The bill calls for a two year transition – after the Secretary of the Health and Human Services Agency determines that the system has sufficient funding.  Additionally, the bill provides that the state may choose to contract with third party administrators for the purpose of processing claims and reimbursements – some of the existing infrastructure will be needed under a single payer system.

Will the billing clerks/office staff of private physicians be re-trained for new jobs? What about for hospital billing/collection staff?

Page 23, line 13 of the bill calls for the commissioner to “implement means to assist persons who are displaced from employment as a result of the initiation of the system, including determination of the period of time during which assistance shall be provided and possible sources of funds, including funds from the system, to support retraining and job placement. That support shall be provided for a period of five years from the date that this division becomes operative.”

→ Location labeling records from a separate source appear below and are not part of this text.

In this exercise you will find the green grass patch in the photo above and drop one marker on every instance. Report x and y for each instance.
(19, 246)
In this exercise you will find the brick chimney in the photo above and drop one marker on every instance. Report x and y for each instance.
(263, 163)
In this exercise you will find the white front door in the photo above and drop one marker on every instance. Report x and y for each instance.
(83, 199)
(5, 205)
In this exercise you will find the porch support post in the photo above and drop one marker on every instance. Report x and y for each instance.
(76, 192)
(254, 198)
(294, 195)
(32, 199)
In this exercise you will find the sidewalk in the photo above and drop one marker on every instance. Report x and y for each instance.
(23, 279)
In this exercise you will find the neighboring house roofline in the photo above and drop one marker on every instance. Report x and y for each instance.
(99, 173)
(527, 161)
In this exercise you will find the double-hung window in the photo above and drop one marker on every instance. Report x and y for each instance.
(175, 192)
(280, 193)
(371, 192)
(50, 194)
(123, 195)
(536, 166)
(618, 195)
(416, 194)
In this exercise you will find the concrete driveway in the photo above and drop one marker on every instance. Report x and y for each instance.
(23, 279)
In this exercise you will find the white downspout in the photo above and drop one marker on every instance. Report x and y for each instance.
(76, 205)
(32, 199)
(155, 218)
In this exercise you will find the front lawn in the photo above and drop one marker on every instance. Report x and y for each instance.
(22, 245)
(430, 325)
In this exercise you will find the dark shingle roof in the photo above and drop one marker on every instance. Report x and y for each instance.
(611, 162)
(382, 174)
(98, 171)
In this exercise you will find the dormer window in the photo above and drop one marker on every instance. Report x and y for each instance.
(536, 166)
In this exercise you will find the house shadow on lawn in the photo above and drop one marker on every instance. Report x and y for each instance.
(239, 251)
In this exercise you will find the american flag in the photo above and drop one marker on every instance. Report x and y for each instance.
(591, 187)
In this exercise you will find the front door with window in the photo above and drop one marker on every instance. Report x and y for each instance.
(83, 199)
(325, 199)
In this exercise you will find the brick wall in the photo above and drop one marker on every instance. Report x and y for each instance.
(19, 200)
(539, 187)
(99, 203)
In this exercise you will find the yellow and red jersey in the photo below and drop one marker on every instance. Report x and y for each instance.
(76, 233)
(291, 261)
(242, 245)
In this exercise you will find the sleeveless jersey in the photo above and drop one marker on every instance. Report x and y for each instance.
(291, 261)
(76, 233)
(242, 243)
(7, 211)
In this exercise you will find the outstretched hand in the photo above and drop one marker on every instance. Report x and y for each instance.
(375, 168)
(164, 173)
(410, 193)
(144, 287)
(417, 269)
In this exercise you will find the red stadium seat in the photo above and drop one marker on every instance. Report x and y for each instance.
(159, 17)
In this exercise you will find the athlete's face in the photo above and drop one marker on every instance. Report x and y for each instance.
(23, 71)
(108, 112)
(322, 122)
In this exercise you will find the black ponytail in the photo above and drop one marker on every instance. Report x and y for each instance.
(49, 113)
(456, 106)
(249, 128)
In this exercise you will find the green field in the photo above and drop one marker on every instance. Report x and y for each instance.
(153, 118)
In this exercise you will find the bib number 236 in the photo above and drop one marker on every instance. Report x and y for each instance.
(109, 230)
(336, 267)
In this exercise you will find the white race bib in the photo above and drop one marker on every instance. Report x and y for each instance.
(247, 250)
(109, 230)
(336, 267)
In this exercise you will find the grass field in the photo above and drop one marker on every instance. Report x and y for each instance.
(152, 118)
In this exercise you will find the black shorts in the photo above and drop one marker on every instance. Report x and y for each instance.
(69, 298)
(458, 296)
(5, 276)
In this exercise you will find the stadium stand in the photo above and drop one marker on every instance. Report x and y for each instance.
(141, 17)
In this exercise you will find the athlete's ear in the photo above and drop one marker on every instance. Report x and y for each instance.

How can we be sure that the Commissioner won’t be captured and influenced by special interests; i.e., insurance, drug, & medical device companies as well as hospital or physician interests?

Currently, there is no capacity for consumers to participate or oversee the management of their health care finance system because it is not democratically accountable. We can’t un-elect insurance company executives who run our health care system. Insurance company bureaucrats decide what benefits you can receive and when you can receive them, they decide what doctors you can see and when, they decide what medications you can be prescribed and what medical procedures to allow you to receive. They regularly overturn the medical determinations made by your provider – all with no democratic accountability.

Under a single payer system, those decisions would all be made via democratic processes that are accountable to open-meeting laws and voter accountability.

In addition the legislation implements strong conflict of interest provisions to protect the integrity of the governance structure.

What will happen to malpractice costs under national health insurance?

They will fall dramatically, for several reasons. First, about half of all malpractice awards go to pay present and future medical costs (e.g. for infants born with serious disabilities). Single payer national health insurance will eliminate the need for these awards. Second, many claims arise from a lack of communication between doctor and patient (e.g. in the Emergency Department).

Miscommunication/mistakes are heightened under the present system because physicians don’t have continuity with their patients (to know their prior medical history, establish therapeutic trust, etc) and patients aren’t allowed to choose and keep the doctors and other caregivers they know and trust (due to insurance arrangements). Single payer improves quality in many ways, but in particular by facilitating long-term, continuous relationships with caregivers.